The plant closure threatens the loss of 750 out of 800 jobs. Next week, the workforce is to hold a joint demonstration with employees from JVC’s camcorder manufacturing facility in Berlin, which is also due to close.
British gas engineers vote to strike in pension dispute
On November 29, British gas engineers voted to hold five 24-hour strikes in the run-up to Christmas and after the New Year. The GMB members are in dispute with British Gas’s parent firm Centrica over plans to close the final salary pension to new staff from January. The 6,000 engineers repair and service domestic boilers. Strikes will take place on December 12, 19 and 21, and January 6 and 9. Staff will also not handle out-of-hours calls from December 12 to 23 and January 4 to 10.
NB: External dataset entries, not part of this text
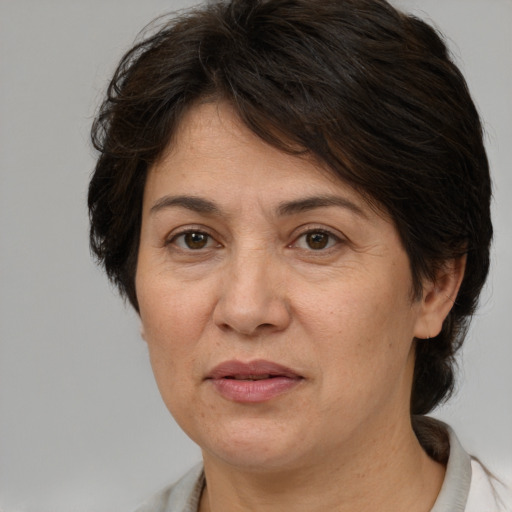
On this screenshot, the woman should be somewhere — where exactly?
[89,0,509,512]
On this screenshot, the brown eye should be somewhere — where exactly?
[293,230,340,251]
[306,233,329,251]
[172,231,214,251]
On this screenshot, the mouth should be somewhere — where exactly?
[206,360,304,403]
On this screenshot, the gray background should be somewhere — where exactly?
[0,0,512,512]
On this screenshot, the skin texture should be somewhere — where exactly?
[136,103,463,512]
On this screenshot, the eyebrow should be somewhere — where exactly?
[150,196,221,215]
[277,195,367,218]
[150,191,367,218]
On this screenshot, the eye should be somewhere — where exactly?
[170,231,219,251]
[293,230,340,251]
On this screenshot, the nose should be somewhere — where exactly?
[213,249,291,337]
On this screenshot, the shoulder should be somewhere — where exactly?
[134,464,204,512]
[466,458,512,512]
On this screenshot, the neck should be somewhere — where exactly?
[200,421,444,512]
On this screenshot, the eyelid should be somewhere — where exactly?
[164,225,222,252]
[288,225,348,253]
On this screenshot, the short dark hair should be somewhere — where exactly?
[89,0,492,414]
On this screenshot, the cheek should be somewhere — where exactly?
[137,279,212,388]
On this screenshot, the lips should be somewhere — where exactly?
[206,360,304,403]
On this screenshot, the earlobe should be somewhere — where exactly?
[414,255,466,339]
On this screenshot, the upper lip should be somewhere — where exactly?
[206,359,302,379]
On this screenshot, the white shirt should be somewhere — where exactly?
[135,420,512,512]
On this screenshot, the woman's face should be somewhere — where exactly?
[136,104,423,468]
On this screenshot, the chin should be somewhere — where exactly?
[194,422,310,472]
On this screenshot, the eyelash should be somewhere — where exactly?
[289,228,342,253]
[166,228,342,253]
[165,229,220,252]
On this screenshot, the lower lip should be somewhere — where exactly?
[211,377,302,403]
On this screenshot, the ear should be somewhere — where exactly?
[414,255,466,339]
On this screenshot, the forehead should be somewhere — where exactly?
[145,102,387,217]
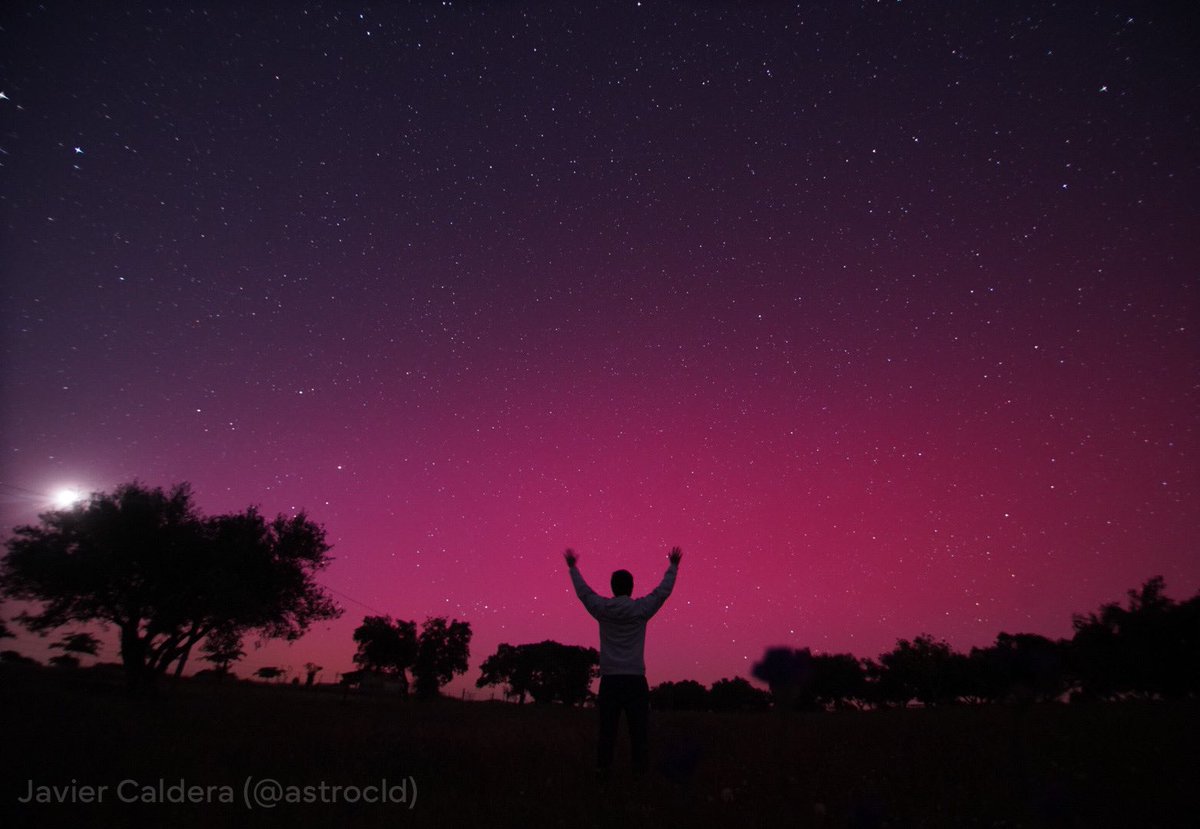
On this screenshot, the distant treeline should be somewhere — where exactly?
[652,577,1200,710]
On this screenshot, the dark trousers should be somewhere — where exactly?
[596,674,650,774]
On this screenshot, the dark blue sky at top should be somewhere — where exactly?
[0,1,1200,681]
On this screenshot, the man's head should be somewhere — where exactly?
[612,570,634,596]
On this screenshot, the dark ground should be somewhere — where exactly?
[0,667,1200,829]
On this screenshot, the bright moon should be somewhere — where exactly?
[54,487,83,510]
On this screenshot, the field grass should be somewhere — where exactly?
[0,668,1200,829]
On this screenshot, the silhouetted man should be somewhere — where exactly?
[565,547,683,777]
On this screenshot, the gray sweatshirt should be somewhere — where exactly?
[571,564,679,677]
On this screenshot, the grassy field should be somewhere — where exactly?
[0,669,1200,829]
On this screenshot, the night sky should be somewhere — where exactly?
[0,0,1200,687]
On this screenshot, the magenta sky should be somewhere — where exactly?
[0,0,1200,687]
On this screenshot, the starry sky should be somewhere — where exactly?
[0,0,1200,687]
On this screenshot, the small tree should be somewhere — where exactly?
[880,635,966,707]
[708,677,770,711]
[475,639,600,705]
[354,615,416,696]
[413,617,470,698]
[750,648,812,710]
[50,631,100,667]
[202,627,246,675]
[650,679,709,711]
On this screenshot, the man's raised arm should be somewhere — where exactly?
[637,547,683,618]
[563,548,604,615]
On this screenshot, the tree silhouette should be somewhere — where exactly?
[50,631,100,667]
[650,679,708,711]
[413,617,470,698]
[959,633,1067,702]
[202,626,246,675]
[254,666,288,679]
[0,482,341,687]
[750,648,812,710]
[806,654,868,708]
[354,615,416,696]
[1068,576,1200,698]
[475,639,600,705]
[878,635,966,707]
[708,677,770,711]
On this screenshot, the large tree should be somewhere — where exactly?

Military doctors take over jobs of sacked strikers in Tanzania
Fifty-two doctors, on strike at the Muhimbili National Hospital in Tanzania since November 16, have been sacked and replaced by 40 military doctors and 35 doctors from the Ministry of Health. Some of the military doctors have already begun working, while others are on “familiarisation.” Brigadier-General Yandon Kohi said military doctors had been sent to wards including maternity, surgery, medicine and ear, nose and throat.
The Muhimbili doctors began their strike to demand higher salaries and better working conditions. Nursing staff and more than 100 interns at the hospital supported the action.
According to IRIN, the nurses returned to work after the government issued an ultimatum on November 22. The striking doctors were sacked on the following day, after they refused to accept a pay offer below the figure recommended to the government by the Medical Association of Tanzania in June. There was a weeklong strike in the hospital six months ago over the same issue. A decision to sack the striking interns at that time was rescinded by the government.
Nigerian port workers to strike against privatisation
Members of the Maritime Workers Union of Nigeria (MWUN) were due to begin an indefinite strike on December 1 to protest against privatisation and the loss of thousands of jobs. The strike will bring all the country’s major seaports to a standstill.
The MWUN is limiting widespread opposition to privatisation to the issue of severance pay. The union originally demanded N2 million [US$15,540] each for more than 6,000 registered dockworkers whose jobs are expected to go. The union leadership has already reduced the original claim to N586,000 [US$4,550] per dock worker.
According to Anthony Nted, president of the MWUN, a government task force has recommended a sum of less than N50,000 [US$388] for each docker, some of whom have worked in the industry for over 30 years. The government has declared the strike illegal.
Health workers’ strike in Nigeria called off
The strike of health workers in the Federal Capital Territory (FCT) of Nigeria was called off on November 29 after the intervention of the Nigerian Labour Congress (NLC). This was the day after a two-day stoppage by doctors in public and private hospitals. The health workers had been on strike since October 18 demanding increased pay and allowances.
The FCT administration has withdrawn the 2,900 letters of dismissal sent out earlier. In a thinly veiled warning that no health strikes would be tolerated in future, the FCT minister stated that his administration would no longer tolerate unethical behaviour by FCT authority staff. Signalling acceptance of what amounts to a no-strike agreement, NLC President Adams Oshiomhole thanked the minister for giving the NLC the opportunity to step in and settle the strike and assured him that such a situation would never arise again.